First, there were the remnants of a large silt pond.  The basin had been used to hold a water-based suspension of fine-particulate coal material.  Over time, the silt would settle out.  Then the water would be drained, leaving the coal fines behind.  Second, in addition to the pond, were culm and silt deposits, which also contributed to acid mine drainage.  Iron-laden runoff from those would make its way into into the Nanticoke Creek and its watershed, and ultimately the Susquehanna River.

In 2003, Earth Conservancy received a U.S. Environmental Protection Agency Brownfields Cleanup Grant to support the site’s reclamation. Reclamation involved grading and recontouring, as well as placing soil and compost to facilitate the growth of vegetative cover. Currently, the pond on the site is recovering naturally, creating habitat for native wildlife. The area will remain as open space.

Concrete City Silt Pond:  Pre-Construction

View looking onto the silt pond, with residual silt lining the bank.

Concrete City Silt Pond:  Pre-Construction

In addition to the sediment, large piles of silt were also scattered across the site.

Concrete City Silt Pond:  Pre-Construction

Illegal dumping was common at the pond.  Visible on the farther banks are piles of spoils.

Concrete City Silt Pond:  Construction Phase

Work involved removal and grading of the silt material.
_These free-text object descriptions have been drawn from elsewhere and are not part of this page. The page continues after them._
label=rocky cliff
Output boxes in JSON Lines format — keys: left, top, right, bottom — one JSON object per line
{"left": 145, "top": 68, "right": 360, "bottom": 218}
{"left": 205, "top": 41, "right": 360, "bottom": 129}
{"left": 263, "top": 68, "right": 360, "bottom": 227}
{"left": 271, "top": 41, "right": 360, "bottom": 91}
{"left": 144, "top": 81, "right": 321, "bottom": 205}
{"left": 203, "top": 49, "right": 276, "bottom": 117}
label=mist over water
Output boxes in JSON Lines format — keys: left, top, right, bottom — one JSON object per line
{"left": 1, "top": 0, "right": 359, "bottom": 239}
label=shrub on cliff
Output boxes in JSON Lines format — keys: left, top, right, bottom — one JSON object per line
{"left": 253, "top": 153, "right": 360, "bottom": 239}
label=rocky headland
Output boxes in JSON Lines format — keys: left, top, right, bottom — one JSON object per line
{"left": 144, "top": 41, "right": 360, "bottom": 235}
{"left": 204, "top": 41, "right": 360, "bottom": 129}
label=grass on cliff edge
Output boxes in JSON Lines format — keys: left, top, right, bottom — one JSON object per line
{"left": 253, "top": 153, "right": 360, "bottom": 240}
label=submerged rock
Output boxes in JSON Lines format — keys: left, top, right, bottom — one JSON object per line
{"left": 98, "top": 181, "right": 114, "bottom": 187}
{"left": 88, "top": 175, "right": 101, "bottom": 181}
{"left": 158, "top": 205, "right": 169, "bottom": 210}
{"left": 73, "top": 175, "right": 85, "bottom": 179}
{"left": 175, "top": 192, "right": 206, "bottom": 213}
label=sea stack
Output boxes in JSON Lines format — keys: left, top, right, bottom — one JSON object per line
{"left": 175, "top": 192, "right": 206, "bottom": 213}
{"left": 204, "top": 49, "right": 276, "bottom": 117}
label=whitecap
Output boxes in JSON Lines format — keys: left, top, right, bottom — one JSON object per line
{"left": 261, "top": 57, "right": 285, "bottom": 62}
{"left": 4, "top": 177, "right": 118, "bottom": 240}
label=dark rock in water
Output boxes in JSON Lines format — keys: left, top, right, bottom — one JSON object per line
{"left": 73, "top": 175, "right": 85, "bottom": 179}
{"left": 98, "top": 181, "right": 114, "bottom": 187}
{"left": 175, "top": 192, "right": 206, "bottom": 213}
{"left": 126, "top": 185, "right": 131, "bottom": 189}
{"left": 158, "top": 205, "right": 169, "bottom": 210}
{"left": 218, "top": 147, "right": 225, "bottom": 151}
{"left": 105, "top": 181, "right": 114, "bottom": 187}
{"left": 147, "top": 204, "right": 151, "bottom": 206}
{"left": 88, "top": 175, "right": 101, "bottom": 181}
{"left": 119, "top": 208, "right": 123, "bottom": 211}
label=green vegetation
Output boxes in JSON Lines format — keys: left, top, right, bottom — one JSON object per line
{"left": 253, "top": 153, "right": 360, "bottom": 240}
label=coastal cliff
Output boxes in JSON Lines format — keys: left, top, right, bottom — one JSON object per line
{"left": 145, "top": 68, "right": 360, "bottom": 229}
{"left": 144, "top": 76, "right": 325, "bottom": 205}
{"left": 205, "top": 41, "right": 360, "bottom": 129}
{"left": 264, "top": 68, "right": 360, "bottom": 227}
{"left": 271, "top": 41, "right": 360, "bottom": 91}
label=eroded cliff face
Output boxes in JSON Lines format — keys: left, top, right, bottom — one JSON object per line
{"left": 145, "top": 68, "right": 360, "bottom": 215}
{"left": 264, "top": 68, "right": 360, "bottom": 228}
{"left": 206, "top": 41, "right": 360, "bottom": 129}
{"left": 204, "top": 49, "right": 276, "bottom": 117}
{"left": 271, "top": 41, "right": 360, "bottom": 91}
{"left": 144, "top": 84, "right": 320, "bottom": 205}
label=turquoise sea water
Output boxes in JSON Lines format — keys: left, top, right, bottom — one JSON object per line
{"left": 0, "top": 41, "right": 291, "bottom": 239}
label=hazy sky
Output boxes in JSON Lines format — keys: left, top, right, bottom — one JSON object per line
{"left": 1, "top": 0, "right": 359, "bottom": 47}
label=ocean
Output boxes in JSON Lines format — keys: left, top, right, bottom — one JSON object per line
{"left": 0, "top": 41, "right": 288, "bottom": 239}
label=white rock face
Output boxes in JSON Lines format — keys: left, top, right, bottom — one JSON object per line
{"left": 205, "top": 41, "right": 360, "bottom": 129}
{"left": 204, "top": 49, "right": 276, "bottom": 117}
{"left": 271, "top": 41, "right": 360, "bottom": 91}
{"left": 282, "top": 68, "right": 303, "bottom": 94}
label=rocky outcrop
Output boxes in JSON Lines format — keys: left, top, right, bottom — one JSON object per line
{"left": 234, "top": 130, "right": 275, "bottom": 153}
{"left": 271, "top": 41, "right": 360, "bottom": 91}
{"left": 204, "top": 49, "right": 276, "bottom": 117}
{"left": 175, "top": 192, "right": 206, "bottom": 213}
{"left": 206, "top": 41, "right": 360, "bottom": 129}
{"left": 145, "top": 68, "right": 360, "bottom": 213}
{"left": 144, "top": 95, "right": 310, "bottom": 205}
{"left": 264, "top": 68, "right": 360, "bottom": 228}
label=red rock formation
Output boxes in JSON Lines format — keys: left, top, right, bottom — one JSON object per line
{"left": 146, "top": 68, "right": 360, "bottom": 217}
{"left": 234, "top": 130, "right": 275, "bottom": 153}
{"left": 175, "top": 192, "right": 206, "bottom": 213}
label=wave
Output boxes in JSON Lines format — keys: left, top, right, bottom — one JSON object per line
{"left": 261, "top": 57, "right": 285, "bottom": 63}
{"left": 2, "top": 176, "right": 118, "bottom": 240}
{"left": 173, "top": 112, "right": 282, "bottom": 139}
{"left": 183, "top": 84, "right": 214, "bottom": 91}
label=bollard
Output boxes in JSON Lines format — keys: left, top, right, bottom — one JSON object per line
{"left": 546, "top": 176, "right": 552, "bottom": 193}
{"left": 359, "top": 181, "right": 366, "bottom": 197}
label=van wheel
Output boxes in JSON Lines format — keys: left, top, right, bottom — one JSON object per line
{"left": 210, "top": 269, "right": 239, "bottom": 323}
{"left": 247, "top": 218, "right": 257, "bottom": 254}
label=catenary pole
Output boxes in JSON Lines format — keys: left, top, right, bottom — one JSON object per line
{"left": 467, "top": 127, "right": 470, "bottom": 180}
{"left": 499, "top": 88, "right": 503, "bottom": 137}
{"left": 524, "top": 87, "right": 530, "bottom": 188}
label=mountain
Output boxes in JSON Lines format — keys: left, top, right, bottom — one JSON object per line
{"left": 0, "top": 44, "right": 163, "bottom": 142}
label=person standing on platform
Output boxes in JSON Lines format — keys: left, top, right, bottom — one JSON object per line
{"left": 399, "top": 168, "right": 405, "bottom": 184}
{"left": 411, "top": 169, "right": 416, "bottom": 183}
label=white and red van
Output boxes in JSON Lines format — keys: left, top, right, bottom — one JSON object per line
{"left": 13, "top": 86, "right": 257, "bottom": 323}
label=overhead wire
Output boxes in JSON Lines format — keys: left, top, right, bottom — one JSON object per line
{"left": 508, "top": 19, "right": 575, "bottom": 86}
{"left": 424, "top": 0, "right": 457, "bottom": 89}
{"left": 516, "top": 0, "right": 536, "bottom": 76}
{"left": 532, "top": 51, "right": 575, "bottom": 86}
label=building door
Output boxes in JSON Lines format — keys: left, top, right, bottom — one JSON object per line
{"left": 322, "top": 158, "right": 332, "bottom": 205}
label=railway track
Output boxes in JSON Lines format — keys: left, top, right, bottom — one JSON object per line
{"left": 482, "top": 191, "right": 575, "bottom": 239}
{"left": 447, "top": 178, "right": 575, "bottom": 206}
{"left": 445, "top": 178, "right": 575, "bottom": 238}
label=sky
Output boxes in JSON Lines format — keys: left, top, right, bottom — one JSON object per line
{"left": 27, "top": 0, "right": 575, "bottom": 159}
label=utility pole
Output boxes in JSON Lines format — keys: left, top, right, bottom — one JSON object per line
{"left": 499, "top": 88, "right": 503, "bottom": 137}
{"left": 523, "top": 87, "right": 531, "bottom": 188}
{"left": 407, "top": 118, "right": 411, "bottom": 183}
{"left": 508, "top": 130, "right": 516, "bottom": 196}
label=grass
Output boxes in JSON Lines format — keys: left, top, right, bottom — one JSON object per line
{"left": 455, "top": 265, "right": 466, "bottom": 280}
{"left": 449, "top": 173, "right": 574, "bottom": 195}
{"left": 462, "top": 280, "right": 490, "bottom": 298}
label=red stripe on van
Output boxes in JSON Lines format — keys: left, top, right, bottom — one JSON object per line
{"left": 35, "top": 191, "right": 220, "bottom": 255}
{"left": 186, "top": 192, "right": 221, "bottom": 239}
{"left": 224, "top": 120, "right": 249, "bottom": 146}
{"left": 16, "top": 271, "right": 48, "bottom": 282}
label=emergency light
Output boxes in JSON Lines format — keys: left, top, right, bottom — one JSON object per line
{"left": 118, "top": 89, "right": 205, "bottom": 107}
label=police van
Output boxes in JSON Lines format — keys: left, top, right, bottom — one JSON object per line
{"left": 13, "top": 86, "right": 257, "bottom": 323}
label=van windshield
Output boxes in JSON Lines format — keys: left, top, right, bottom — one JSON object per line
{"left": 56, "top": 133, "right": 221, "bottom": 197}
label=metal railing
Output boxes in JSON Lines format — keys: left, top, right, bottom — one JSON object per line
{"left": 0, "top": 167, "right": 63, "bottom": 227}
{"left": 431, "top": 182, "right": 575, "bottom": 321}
Concrete City Silt Pond:  Construction Phase

General grading of the site also occurred.

Concrete City Silt Pond:  Construction Phase

One unique part of the Concrete City reclamation was the use of a specialized compost for the vegetation phase of the project.  Through an initiative of the Chesapeake Bay Foundation, 1,800 cubic yards of compost made from chicken poultry manure was delivered to the site, which was supplemented with additional compost from EC’s facility.

Concrete City Silt Pond:  Construction Phase

Seeding was then done throughout the site.

Concrete City Silt Pond:  Post-Construction

View of the graded and seeded property.

Concrete City Silt Pond:  Post-Construction

Grass starting to take hold.

Concrete City Silt Pond:  Post-Construction

View of the reclaimed Concrete City Silt Pond site in October 2009.